Will Your Team Take You to Victory?

 

While the stages of business development are important to understand, the concept of making assumptions versus validating them is critical to your long-term business success. The real key to long term success comes from understanding the various components of your business as well as possible, and better than your competition: Problem Definition, Solution Definition, Opportunity/Market, Competitive Advantage, Business Model, Culture/People/Structure, and your Business/Financial Plan. Let’s discuss the Culture/People/Structure.

These are not things simply defined by a paragraph of your thoughts. Like all of the other components of your business you must make assumptions, test them, and validate them before you can fully define any of these three critical components of your business. These are things that must be fairly well defined before you launch a business, otherwise they will never be defined until you have a problem. As a result, this chapter of my book is going to be a little longer than most and, therefore, I have split it into two blogs…you will have to wait until March for the second half, sorry.

The components of your culture/people/structure definition include the following: Team, roles, skillsets; Ownership structure & documentation; Procedures, processes, contracts and other legal issues; Stakeholder relationships (customer, vendors, employees, financing, etc.); Vision, mission values and culture. Please re-read that list. Can you think of any of these that are not a critical component of your business? Of your business development? From an investor’s perspective the answers you provide are a window into who you are, who your team is, and what you want the future to look like. While not always easily defined, they truly are the walls and roof around your business.

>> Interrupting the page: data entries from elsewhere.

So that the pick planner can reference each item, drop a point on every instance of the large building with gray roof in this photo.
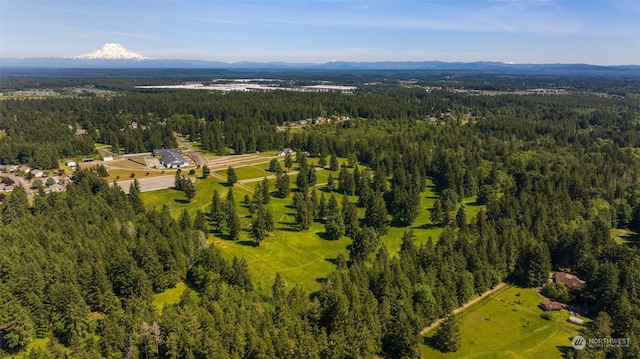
(171, 157)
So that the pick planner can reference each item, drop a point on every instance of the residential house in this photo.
(171, 158)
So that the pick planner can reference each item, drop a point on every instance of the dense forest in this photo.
(556, 173)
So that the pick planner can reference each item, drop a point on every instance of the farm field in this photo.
(507, 324)
(303, 258)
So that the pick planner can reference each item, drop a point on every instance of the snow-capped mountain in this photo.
(111, 52)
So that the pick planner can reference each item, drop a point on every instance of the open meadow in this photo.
(303, 258)
(507, 324)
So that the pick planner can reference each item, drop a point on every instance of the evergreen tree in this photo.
(232, 178)
(322, 160)
(334, 226)
(461, 218)
(283, 186)
(539, 265)
(330, 183)
(288, 161)
(364, 243)
(233, 220)
(346, 183)
(322, 207)
(304, 213)
(376, 214)
(261, 225)
(189, 189)
(265, 193)
(134, 197)
(200, 222)
(312, 179)
(178, 181)
(447, 337)
(351, 221)
(332, 206)
(274, 166)
(333, 163)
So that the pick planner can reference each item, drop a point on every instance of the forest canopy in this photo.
(556, 174)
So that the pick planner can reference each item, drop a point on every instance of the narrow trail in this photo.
(464, 306)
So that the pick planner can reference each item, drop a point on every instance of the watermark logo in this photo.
(579, 342)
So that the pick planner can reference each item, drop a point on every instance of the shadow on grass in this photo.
(631, 239)
(426, 226)
(333, 261)
(289, 229)
(565, 350)
(432, 343)
(247, 243)
(323, 235)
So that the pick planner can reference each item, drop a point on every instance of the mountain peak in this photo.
(111, 51)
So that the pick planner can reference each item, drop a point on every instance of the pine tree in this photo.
(288, 162)
(447, 337)
(333, 163)
(312, 177)
(332, 206)
(178, 181)
(304, 213)
(376, 214)
(330, 183)
(274, 166)
(351, 221)
(364, 243)
(461, 218)
(322, 207)
(334, 226)
(261, 225)
(200, 223)
(283, 185)
(232, 178)
(134, 197)
(233, 220)
(189, 189)
(322, 160)
(265, 193)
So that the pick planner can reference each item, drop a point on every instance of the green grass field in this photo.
(168, 297)
(507, 324)
(626, 236)
(303, 258)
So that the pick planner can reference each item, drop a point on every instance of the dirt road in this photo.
(464, 306)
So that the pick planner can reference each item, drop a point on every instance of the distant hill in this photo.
(88, 62)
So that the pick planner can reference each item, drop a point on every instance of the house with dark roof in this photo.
(171, 157)
(570, 281)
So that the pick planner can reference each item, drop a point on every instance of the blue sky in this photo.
(605, 32)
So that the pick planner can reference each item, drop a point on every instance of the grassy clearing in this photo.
(168, 297)
(507, 324)
(302, 257)
(626, 236)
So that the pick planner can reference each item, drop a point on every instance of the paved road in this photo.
(191, 152)
(19, 180)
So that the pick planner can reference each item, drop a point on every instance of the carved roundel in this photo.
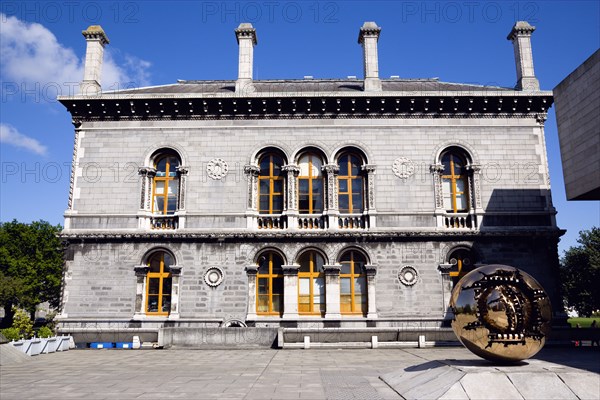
(403, 168)
(408, 275)
(217, 168)
(213, 276)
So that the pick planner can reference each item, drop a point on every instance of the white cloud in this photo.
(30, 53)
(10, 135)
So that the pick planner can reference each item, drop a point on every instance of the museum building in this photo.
(302, 203)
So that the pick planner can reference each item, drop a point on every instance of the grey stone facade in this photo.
(219, 129)
(578, 119)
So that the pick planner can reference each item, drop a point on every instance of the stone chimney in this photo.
(94, 54)
(246, 37)
(520, 35)
(368, 37)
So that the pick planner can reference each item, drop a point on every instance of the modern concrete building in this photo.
(308, 203)
(578, 117)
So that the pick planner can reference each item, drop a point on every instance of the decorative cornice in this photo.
(369, 29)
(375, 107)
(246, 30)
(521, 28)
(95, 32)
(319, 236)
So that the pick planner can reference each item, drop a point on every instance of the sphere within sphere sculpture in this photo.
(501, 313)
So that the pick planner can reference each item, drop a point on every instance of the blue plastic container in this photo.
(101, 345)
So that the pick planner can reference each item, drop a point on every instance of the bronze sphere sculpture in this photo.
(501, 313)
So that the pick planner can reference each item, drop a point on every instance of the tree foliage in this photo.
(31, 261)
(580, 273)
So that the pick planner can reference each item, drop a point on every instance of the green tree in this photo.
(31, 262)
(580, 273)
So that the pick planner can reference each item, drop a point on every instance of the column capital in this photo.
(251, 169)
(371, 269)
(475, 168)
(182, 170)
(436, 168)
(332, 269)
(147, 171)
(293, 168)
(369, 168)
(330, 168)
(290, 269)
(141, 270)
(175, 269)
(251, 269)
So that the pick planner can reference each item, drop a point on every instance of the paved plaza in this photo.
(255, 374)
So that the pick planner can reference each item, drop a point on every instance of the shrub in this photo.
(23, 324)
(44, 332)
(11, 333)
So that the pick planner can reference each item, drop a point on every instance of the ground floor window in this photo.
(269, 288)
(353, 283)
(158, 284)
(311, 283)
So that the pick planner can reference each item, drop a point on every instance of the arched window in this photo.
(351, 184)
(353, 283)
(166, 184)
(270, 184)
(158, 284)
(462, 261)
(269, 288)
(311, 284)
(455, 181)
(310, 184)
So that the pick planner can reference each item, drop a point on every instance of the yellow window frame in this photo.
(453, 178)
(272, 178)
(311, 275)
(270, 276)
(163, 274)
(354, 307)
(167, 179)
(349, 179)
(310, 178)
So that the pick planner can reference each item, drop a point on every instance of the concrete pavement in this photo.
(249, 374)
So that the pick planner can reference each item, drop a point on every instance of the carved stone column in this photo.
(182, 173)
(141, 272)
(447, 286)
(332, 291)
(370, 189)
(371, 292)
(251, 271)
(291, 195)
(147, 176)
(436, 171)
(252, 171)
(290, 291)
(175, 290)
(331, 195)
(475, 193)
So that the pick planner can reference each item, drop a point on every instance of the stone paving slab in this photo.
(254, 374)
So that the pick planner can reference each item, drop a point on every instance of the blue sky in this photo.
(158, 42)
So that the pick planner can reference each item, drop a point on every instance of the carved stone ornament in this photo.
(217, 168)
(408, 275)
(403, 168)
(213, 276)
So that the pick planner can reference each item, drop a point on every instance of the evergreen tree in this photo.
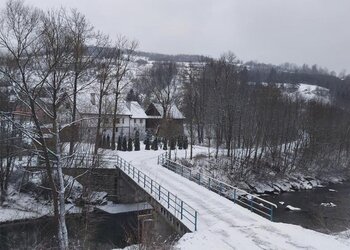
(130, 144)
(119, 146)
(172, 143)
(180, 142)
(155, 144)
(137, 143)
(185, 143)
(147, 144)
(124, 146)
(165, 146)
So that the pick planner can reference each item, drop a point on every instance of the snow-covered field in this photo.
(224, 225)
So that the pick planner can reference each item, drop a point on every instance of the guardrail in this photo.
(239, 196)
(177, 207)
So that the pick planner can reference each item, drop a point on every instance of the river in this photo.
(105, 231)
(331, 217)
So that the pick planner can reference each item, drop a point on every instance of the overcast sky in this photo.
(271, 31)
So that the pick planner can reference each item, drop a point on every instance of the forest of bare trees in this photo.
(261, 129)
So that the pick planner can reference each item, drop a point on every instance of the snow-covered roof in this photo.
(136, 110)
(86, 105)
(173, 113)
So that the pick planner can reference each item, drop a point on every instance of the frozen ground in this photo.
(224, 225)
(21, 206)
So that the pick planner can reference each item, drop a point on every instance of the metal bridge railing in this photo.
(177, 207)
(252, 202)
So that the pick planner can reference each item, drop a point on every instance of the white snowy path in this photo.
(224, 225)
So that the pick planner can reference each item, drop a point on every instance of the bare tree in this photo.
(37, 48)
(87, 46)
(125, 50)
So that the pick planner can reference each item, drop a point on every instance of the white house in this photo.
(131, 117)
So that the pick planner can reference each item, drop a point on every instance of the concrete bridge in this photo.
(125, 184)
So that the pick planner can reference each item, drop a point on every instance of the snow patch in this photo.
(328, 204)
(293, 208)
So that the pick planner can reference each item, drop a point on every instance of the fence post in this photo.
(182, 208)
(168, 199)
(271, 213)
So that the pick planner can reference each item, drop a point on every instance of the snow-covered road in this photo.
(223, 224)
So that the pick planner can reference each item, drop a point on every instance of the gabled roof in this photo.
(173, 113)
(136, 110)
(85, 105)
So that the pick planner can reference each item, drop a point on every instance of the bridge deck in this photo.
(224, 225)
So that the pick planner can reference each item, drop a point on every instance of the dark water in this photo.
(103, 231)
(312, 214)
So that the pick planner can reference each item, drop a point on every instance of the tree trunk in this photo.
(114, 125)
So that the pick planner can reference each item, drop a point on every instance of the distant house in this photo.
(155, 122)
(131, 118)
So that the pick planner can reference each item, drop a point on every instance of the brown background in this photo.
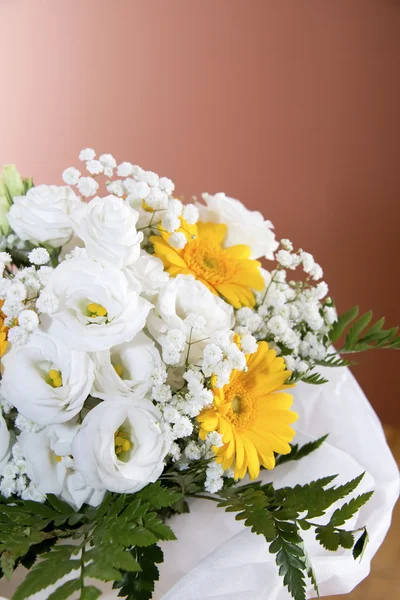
(291, 106)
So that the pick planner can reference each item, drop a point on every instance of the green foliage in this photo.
(116, 542)
(360, 335)
(299, 452)
(281, 514)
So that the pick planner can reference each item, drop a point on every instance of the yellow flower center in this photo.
(121, 442)
(238, 406)
(55, 378)
(96, 310)
(208, 261)
(118, 370)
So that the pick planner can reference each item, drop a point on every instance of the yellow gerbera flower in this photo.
(252, 414)
(228, 272)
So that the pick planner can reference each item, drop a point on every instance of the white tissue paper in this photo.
(216, 558)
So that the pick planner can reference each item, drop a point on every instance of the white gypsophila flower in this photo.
(307, 260)
(159, 375)
(94, 167)
(24, 424)
(47, 303)
(125, 370)
(43, 215)
(182, 428)
(71, 176)
(98, 308)
(16, 292)
(330, 314)
(48, 470)
(5, 443)
(87, 154)
(170, 222)
(175, 207)
(277, 325)
(18, 337)
(5, 258)
(28, 320)
(161, 393)
(56, 380)
(125, 169)
(116, 188)
(87, 186)
(286, 245)
(243, 226)
(286, 259)
(193, 451)
(180, 297)
(142, 461)
(39, 256)
(107, 226)
(43, 275)
(177, 240)
(191, 214)
(166, 185)
(175, 452)
(108, 161)
(196, 322)
(215, 439)
(248, 344)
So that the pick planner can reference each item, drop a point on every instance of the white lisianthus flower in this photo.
(50, 468)
(5, 440)
(120, 446)
(147, 272)
(183, 296)
(108, 228)
(125, 370)
(244, 226)
(98, 308)
(43, 215)
(45, 381)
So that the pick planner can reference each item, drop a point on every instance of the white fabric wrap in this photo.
(217, 558)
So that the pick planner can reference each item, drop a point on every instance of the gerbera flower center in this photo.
(239, 405)
(208, 261)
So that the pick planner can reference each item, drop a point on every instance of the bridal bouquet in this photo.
(147, 356)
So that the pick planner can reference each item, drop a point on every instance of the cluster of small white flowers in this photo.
(214, 477)
(14, 479)
(291, 315)
(22, 296)
(223, 355)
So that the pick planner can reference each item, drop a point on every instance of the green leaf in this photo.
(42, 575)
(65, 590)
(7, 563)
(159, 496)
(343, 321)
(345, 512)
(90, 593)
(360, 545)
(300, 452)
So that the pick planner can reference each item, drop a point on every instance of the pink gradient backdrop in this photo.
(294, 107)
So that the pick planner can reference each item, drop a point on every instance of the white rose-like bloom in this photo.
(94, 447)
(244, 226)
(98, 307)
(4, 443)
(43, 215)
(183, 296)
(107, 226)
(49, 467)
(148, 272)
(125, 370)
(45, 380)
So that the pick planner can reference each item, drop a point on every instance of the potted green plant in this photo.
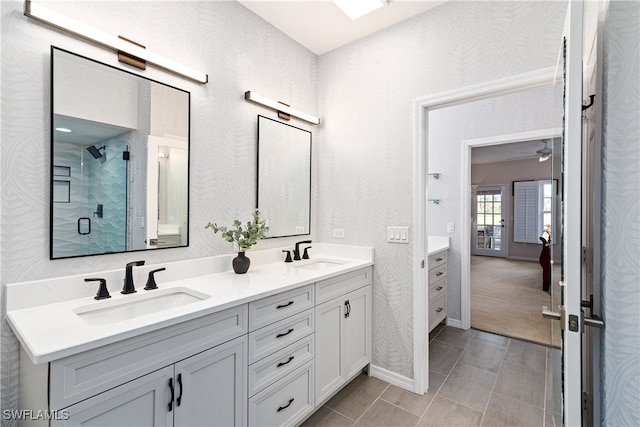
(243, 237)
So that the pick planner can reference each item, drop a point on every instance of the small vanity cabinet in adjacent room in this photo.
(437, 288)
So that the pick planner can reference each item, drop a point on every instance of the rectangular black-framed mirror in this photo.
(119, 160)
(284, 177)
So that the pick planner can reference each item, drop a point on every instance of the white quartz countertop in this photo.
(52, 331)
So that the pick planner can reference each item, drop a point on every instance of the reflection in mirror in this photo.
(120, 160)
(284, 177)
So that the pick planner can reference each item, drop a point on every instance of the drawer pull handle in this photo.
(284, 334)
(172, 394)
(284, 305)
(282, 408)
(179, 399)
(285, 363)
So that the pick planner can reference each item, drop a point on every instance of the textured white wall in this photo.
(236, 48)
(366, 92)
(620, 276)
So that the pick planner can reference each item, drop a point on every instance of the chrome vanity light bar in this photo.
(259, 99)
(62, 22)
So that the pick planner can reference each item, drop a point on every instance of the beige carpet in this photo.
(507, 299)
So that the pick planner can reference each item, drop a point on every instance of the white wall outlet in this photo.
(398, 234)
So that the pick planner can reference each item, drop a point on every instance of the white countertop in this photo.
(52, 331)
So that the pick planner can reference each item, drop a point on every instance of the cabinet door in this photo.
(330, 369)
(211, 387)
(357, 330)
(141, 402)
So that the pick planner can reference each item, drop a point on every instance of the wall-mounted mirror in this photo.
(119, 160)
(284, 177)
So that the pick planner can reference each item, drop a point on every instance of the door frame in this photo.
(503, 252)
(422, 106)
(465, 252)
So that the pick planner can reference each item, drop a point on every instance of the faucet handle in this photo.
(103, 292)
(151, 280)
(306, 254)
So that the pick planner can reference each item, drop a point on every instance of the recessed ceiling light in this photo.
(355, 9)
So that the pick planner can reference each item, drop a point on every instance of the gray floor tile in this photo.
(468, 385)
(327, 417)
(383, 413)
(456, 337)
(411, 402)
(353, 400)
(491, 338)
(506, 411)
(443, 356)
(527, 354)
(523, 383)
(483, 354)
(444, 412)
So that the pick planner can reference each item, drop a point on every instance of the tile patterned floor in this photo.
(476, 379)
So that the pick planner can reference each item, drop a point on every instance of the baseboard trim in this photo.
(523, 258)
(454, 323)
(391, 377)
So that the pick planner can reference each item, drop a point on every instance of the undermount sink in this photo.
(107, 312)
(319, 265)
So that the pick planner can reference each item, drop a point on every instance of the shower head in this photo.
(95, 152)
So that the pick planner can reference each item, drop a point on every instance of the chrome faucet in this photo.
(128, 287)
(296, 251)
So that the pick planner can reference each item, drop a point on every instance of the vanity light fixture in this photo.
(40, 13)
(355, 9)
(259, 99)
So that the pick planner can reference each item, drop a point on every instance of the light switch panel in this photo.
(398, 234)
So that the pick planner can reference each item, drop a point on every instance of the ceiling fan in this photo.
(545, 152)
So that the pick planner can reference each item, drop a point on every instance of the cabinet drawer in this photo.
(81, 376)
(278, 335)
(277, 307)
(270, 369)
(438, 273)
(332, 288)
(437, 259)
(286, 402)
(437, 289)
(437, 311)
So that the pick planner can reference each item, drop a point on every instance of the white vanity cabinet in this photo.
(187, 374)
(437, 288)
(343, 330)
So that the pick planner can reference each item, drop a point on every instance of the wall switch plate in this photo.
(398, 234)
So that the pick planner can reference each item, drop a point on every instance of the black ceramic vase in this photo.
(241, 263)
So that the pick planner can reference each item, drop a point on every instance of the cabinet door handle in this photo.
(172, 394)
(285, 363)
(284, 334)
(179, 399)
(284, 305)
(285, 406)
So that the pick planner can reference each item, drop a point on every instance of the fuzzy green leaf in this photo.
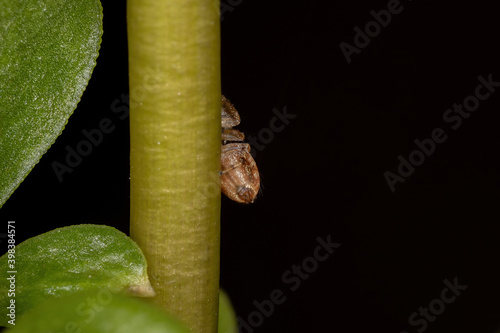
(71, 259)
(48, 50)
(97, 312)
(227, 317)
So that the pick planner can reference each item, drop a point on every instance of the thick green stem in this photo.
(175, 101)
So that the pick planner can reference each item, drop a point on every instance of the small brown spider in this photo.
(240, 180)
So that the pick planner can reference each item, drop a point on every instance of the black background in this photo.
(323, 174)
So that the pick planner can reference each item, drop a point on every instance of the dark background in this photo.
(323, 174)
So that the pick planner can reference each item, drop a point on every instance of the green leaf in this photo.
(48, 50)
(71, 259)
(97, 312)
(227, 317)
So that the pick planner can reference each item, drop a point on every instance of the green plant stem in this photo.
(175, 101)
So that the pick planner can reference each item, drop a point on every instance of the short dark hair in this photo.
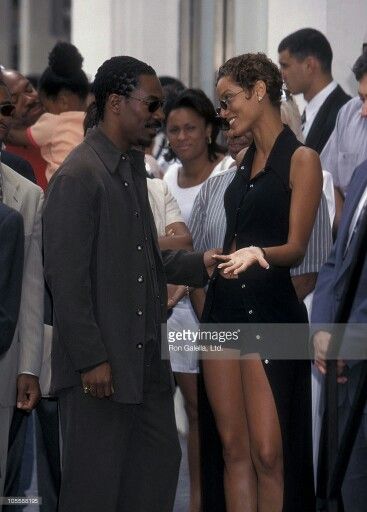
(248, 68)
(309, 42)
(118, 75)
(171, 82)
(198, 101)
(3, 84)
(64, 71)
(360, 66)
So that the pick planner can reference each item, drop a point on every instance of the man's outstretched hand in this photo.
(210, 262)
(28, 392)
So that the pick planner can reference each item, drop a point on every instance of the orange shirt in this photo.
(33, 155)
(57, 136)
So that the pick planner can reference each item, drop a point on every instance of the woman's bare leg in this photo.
(187, 383)
(265, 435)
(224, 389)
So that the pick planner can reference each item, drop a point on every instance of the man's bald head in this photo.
(25, 98)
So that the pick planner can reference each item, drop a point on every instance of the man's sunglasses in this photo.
(7, 109)
(222, 123)
(152, 105)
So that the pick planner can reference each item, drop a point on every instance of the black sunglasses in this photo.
(224, 103)
(7, 109)
(222, 124)
(152, 105)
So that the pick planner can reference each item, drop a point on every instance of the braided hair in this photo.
(64, 72)
(118, 75)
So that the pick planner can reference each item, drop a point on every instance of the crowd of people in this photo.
(132, 210)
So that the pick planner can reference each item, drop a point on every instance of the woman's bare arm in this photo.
(177, 237)
(306, 185)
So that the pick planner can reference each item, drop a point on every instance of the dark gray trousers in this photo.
(120, 457)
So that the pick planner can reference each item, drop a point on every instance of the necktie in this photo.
(303, 119)
(356, 227)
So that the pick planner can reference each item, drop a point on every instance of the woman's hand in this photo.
(239, 261)
(175, 294)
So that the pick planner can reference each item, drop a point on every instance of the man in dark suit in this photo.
(107, 278)
(305, 59)
(330, 288)
(11, 264)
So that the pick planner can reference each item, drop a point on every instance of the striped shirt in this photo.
(208, 225)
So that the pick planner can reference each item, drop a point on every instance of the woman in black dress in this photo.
(262, 407)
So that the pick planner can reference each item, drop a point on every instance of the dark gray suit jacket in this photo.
(11, 272)
(96, 242)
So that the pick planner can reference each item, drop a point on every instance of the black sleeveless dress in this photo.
(257, 212)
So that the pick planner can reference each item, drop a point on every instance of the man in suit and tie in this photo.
(11, 264)
(347, 146)
(20, 366)
(330, 288)
(305, 59)
(107, 278)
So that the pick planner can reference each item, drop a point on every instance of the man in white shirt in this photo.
(347, 146)
(305, 59)
(331, 287)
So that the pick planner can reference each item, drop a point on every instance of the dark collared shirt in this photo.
(104, 267)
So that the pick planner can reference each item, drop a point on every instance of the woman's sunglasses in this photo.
(7, 109)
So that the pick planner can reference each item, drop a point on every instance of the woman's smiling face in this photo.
(187, 133)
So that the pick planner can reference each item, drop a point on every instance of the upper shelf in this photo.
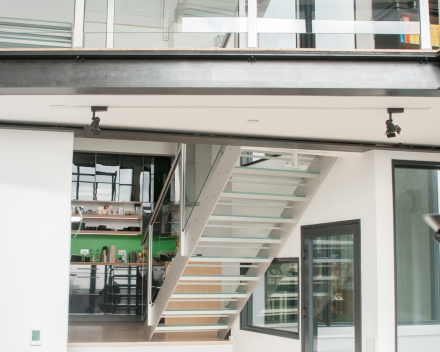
(103, 201)
(111, 217)
(107, 233)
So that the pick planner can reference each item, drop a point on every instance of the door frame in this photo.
(329, 229)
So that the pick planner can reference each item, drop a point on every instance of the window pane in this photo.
(131, 169)
(85, 191)
(106, 191)
(417, 264)
(125, 193)
(162, 166)
(417, 257)
(107, 168)
(275, 299)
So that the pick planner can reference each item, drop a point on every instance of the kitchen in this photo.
(113, 195)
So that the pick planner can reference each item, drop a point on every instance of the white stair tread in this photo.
(239, 239)
(250, 218)
(218, 278)
(199, 311)
(228, 259)
(256, 171)
(199, 327)
(282, 295)
(209, 295)
(262, 196)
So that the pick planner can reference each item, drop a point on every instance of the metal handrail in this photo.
(162, 195)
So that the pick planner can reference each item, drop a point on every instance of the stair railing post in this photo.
(183, 246)
(150, 275)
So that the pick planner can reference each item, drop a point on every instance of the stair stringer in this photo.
(286, 229)
(215, 183)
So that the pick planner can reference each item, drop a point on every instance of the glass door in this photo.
(331, 310)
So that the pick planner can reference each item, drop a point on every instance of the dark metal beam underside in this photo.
(172, 137)
(221, 77)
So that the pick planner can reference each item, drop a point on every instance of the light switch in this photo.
(371, 344)
(35, 337)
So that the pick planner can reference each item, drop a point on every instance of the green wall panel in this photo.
(129, 243)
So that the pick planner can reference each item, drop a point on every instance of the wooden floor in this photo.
(99, 334)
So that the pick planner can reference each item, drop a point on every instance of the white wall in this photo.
(155, 348)
(357, 187)
(120, 146)
(35, 182)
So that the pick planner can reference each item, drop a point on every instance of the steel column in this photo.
(150, 276)
(252, 24)
(183, 244)
(78, 26)
(110, 23)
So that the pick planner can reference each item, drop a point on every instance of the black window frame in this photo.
(320, 230)
(421, 165)
(148, 191)
(246, 313)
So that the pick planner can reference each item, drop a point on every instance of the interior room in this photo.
(123, 208)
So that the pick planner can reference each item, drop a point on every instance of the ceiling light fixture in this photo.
(94, 126)
(392, 129)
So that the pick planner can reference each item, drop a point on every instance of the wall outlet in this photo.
(371, 344)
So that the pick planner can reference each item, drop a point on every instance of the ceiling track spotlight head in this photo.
(392, 129)
(433, 220)
(94, 126)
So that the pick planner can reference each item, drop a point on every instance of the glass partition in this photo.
(271, 24)
(164, 24)
(344, 24)
(95, 24)
(417, 264)
(274, 305)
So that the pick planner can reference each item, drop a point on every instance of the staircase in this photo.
(244, 214)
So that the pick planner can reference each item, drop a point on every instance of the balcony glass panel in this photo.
(95, 24)
(37, 24)
(160, 24)
(343, 24)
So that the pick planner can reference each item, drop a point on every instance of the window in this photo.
(331, 287)
(273, 307)
(113, 177)
(416, 192)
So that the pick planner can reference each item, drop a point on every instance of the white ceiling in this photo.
(358, 119)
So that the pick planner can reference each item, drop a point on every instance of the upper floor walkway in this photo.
(221, 24)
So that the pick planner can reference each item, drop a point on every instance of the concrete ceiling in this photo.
(354, 119)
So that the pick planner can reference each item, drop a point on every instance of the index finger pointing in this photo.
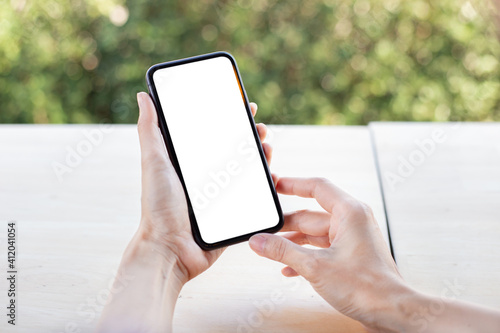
(321, 189)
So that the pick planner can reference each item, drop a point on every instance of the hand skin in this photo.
(353, 269)
(162, 255)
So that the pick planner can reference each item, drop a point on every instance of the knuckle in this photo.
(278, 250)
(321, 180)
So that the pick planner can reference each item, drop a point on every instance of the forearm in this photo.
(146, 302)
(417, 312)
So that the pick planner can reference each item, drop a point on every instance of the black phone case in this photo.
(173, 156)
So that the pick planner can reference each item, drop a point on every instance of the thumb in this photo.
(280, 249)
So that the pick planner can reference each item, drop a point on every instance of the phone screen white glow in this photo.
(217, 153)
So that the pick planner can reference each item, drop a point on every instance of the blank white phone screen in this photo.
(216, 150)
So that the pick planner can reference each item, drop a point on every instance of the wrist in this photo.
(398, 310)
(147, 253)
(146, 302)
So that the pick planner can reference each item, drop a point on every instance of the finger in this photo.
(268, 152)
(308, 222)
(289, 272)
(304, 239)
(280, 249)
(262, 130)
(253, 108)
(325, 193)
(275, 178)
(151, 141)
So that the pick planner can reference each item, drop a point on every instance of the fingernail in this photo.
(140, 101)
(258, 242)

Team, roles, skillsets…simple. Who do you have, what are they responsible for, and what experience do they have to support their responsibilities? That’s the easy part. The hardest part is being honest about the team’s skillsets and their match to their roles. That is quickly followed by the difficulty in admitting that your early/current team probably won’t be your long-term team. In fact, if you are the inventor/idea guy and leading the development effort there is a great chance that you should not be the CEO of your own business in the long-term.

In addition to being honest about your current team, you need to look at your financial pro forma in detail and determine what skill sets you are going to need to add over time. That includes what type of people, how many and when they will be needed. While business development is not the same as marketing which is not the same as sales, early on you may have someone responsible for all three. That individual may truly only have deep experience in one aspect, say branding, yet you need them to step up in the near term to handle it all. Does that really make sense? If not, that is ok, then answer the question what is your plan to change the situation?

Ownership structure and documentation. While you are in the concept stage you should not even think about this, but as you move into your early development stage you want to start looking at your competition and how they are structured and financed. You should not form a legal entity until you either need to form an entity for legal reasons or you are well into your early development or later. But starting to make assumptions about where you want to be and testing those assumptions needs to be done in conjunction with the rest of your development. If you need to form an LLC, you need to file the proper documentation and understand the various options. Defining your structure, preparing and filing the proper documentation and applying for the proper state and federal licenses, etc. is not something that should be taken lightly. Hiring a lawyer to help sort through this is a must. Consulting a tax advisor is also strongly recommended.

In addition to your organizational structure you need to consider your management structure, now and in the future.  This task should be based early on the key skills you think you need for long term success.  If there are no real operations, do you need a Chief Operations Officer?  How many layers of management will you need?  Should you need?  All of these answers will help inform your financial pro forma development.  While they are sure to change as you move forward, having a defined structure will help you set goals and drive success.

Your challenge this week is to take a serious look at your organization and determine if you have the right people in the right place with the right skillsets to succeed? Is your ownership structure blocking you from moving forward? If so, plan for change now!